Bitcoin fell slightly through the day following Powell’s remarks. The cryptocurrency traded just above $57,000 as of 2:30 p.m. ET, up roughly 98% year-to-date.

While cryptocurrencies aren’t likely to gain the Fed’s favor, the central bank has considered creating a digital currency of its own. The Fed partnered with MIT researchers in August to build and test a central bank digital currency. Officials sought to gain a better understanding of digital currencies and their potential implementation through the tests, Fed Governor Lael Brainard said at the time. Still, the token included in the study was merely “hypothetical,” she added.

Powell reiterated that, though the bank is still studying the potential for a digital dollar, serious vetting is necessary before such a currency is implemented.

“To move forward on this, we would need buy-in from Congress, from the administration, from broad elements of the public, and we haven’t really begun the job of that public engagement,” the Fed chair said. “Because we’re the world’s principal reserve currency, we don’t need to rush this project. We don’t [need] to be first to market.”

Somewhere between a central bank digital currency and cryptocurrencies exist stable coins.
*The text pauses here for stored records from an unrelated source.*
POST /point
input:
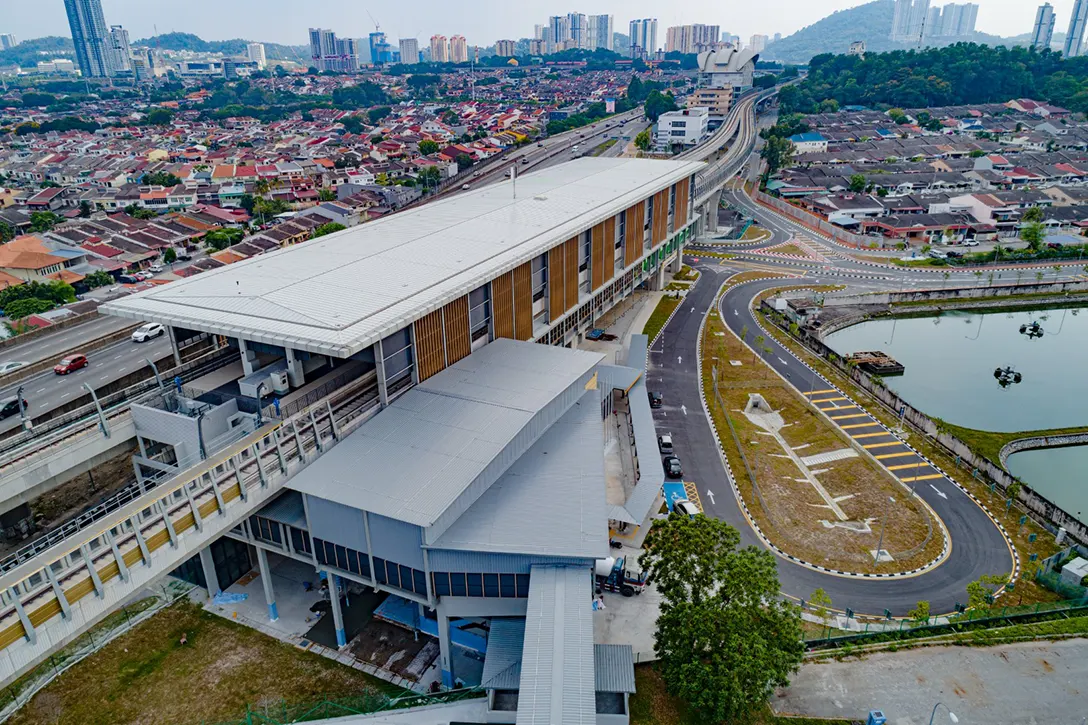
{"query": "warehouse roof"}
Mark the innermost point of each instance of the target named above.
(340, 294)
(412, 461)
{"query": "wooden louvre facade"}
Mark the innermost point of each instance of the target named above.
(632, 249)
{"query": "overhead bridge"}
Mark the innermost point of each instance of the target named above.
(56, 596)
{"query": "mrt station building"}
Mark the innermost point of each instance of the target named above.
(476, 488)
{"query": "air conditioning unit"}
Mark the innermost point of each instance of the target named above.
(281, 383)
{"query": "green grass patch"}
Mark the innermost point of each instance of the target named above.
(660, 316)
(223, 668)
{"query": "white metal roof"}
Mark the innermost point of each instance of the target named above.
(341, 293)
(417, 457)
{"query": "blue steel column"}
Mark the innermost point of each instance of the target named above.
(262, 563)
(337, 614)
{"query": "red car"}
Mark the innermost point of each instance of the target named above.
(70, 364)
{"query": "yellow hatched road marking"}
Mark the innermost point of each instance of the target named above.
(920, 478)
(895, 455)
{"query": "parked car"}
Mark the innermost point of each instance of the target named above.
(149, 331)
(70, 364)
(11, 367)
(9, 406)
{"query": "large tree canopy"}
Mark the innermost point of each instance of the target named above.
(725, 638)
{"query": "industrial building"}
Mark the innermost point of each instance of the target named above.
(473, 487)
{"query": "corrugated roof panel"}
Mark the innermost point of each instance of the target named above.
(558, 683)
(347, 290)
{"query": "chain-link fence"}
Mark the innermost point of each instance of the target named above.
(118, 623)
(282, 713)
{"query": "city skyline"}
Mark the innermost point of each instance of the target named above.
(286, 23)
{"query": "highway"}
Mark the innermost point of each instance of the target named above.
(48, 390)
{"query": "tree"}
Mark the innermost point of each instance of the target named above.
(920, 613)
(821, 605)
(326, 229)
(376, 114)
(159, 117)
(464, 162)
(161, 179)
(725, 639)
(657, 103)
(42, 221)
(980, 593)
(1033, 214)
(1035, 234)
(21, 308)
(430, 176)
(778, 154)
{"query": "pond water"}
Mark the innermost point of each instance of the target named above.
(950, 361)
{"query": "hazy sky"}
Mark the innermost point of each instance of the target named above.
(481, 22)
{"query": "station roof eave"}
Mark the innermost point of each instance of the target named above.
(342, 293)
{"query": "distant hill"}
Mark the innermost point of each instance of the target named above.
(870, 23)
(234, 47)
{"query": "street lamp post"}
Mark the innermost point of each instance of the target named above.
(951, 714)
(876, 556)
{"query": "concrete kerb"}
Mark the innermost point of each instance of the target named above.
(1009, 542)
(740, 500)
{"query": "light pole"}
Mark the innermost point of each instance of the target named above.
(876, 555)
(951, 714)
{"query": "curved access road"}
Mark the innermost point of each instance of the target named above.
(977, 545)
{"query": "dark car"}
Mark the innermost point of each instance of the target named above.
(70, 364)
(9, 407)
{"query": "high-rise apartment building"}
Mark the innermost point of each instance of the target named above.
(89, 34)
(120, 51)
(1042, 34)
(644, 37)
(691, 38)
(458, 49)
(600, 33)
(255, 51)
(409, 51)
(440, 49)
(1075, 36)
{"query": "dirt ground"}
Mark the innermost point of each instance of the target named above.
(391, 647)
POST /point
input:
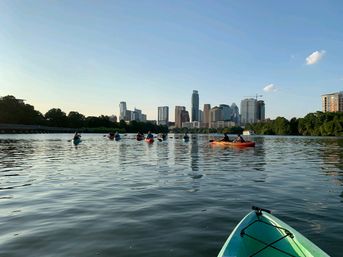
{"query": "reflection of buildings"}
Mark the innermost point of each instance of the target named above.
(332, 102)
(195, 155)
(333, 160)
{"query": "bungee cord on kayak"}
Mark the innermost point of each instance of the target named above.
(258, 212)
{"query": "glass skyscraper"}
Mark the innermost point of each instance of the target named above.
(195, 106)
(163, 115)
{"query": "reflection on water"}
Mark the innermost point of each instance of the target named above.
(170, 198)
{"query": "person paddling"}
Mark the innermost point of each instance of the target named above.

These tokens counter the volatility seen with cryptocurrencies by tying their value to more stable assets like government-issued currencies.

Stable coins are “an improvement” over cryptocurrencies and “may have a role to play” in digitizing the dollar, but they’re unlikely to form the foundation for a global payment system, Powell said. Any candidate for a global currency controlled by a private company deserves “the highest level of regulatory expectations,” he added.